In general, atmosphere-ocean coupled models have been shown to improve the simulation of typhoon tracks and intensities. However, the mechanisms and quantitative analysis underlying these improvements remain underexplored in the existing literature. This study employed the COAWST (Coupled Ocean-Atmosphere-Wave-Sediment Transport) model, which integrates the Regional Ocean Modeling System (ROMS) and the Weather Research and Forecasting (WRF) model, to simulate Typhoon “Hato” (1713), with results compared to those from the uncoupled WRF model. The effect of coupling on typhoon path simulation was analyzed using the Potential Vorticity Trend (PVT) framework. Additionally, 11 typhoons that made landfall in China between 2011 and 2020 were simulated, and the results were compared with those from the uncoupled WRF model to further examine the influence of ocean-atmosphere coupling on typhoon intensity and path simulation. It is found that coupling enhances track simulation by altering the diabatic heating and residual terms in the PVT framework.
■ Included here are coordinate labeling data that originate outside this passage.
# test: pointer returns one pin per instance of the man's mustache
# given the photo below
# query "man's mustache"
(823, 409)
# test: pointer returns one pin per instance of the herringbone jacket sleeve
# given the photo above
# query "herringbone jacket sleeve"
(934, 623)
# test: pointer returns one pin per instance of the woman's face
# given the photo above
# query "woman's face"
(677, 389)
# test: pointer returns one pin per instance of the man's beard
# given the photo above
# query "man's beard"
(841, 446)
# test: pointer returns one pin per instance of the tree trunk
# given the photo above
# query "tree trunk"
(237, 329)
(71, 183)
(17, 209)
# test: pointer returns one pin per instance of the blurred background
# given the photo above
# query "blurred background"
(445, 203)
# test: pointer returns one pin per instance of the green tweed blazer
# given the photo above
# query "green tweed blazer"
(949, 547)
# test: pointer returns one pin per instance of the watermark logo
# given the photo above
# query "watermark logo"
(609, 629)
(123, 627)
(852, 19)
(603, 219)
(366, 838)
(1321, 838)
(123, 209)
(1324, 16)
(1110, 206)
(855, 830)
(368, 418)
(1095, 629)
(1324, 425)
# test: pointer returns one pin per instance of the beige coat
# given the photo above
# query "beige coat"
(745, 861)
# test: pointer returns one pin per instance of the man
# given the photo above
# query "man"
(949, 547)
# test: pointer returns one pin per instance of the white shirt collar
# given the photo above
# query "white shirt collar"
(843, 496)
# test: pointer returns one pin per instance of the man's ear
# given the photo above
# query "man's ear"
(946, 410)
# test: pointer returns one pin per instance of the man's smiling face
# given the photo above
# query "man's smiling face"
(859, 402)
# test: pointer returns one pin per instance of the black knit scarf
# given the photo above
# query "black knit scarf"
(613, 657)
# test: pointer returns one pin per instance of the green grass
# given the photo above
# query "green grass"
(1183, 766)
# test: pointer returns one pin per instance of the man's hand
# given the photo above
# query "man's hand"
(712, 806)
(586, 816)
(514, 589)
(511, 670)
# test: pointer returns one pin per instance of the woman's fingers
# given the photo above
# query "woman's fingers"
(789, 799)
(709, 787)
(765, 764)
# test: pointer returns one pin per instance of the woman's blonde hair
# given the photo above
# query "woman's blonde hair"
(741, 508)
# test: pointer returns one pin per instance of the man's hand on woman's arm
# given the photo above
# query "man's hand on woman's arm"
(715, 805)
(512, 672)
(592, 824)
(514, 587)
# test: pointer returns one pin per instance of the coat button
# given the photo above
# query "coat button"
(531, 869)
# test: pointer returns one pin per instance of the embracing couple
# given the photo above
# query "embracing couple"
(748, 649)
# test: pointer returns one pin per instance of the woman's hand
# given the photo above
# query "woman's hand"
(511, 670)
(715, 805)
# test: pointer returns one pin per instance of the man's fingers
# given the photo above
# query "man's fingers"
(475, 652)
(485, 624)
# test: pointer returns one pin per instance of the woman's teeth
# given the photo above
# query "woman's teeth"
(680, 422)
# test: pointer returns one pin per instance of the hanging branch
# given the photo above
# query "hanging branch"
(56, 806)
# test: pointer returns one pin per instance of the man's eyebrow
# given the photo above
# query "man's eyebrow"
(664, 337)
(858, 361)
However, it had less impact on the horizontal and vertical advection terms. Additionally, coupling results in reduced sea surface temperature (SST) and heat flux to the TC, leading to a weaker intensity simulation. The coupled model demonstrates significant improvements in reducing both track and intensity errors compared to the non-coupled model. Specifically, for every 1 K decrease in SST, the coupled model exhibits a reduction of 0.36 K in SST, a decrease of 207.52 W·m⁻² in heat flux, a decrease of 3.86 m·s⁻¹ in wind speed, and an increase of 6.5 hPa in pressure. These results suggest that atmosphere-ocean coupling can enhance the simulation of tropical cyclone tracks and intensities, providing valuable theoretical insights for disaster prevention and mitigation in coastal regions.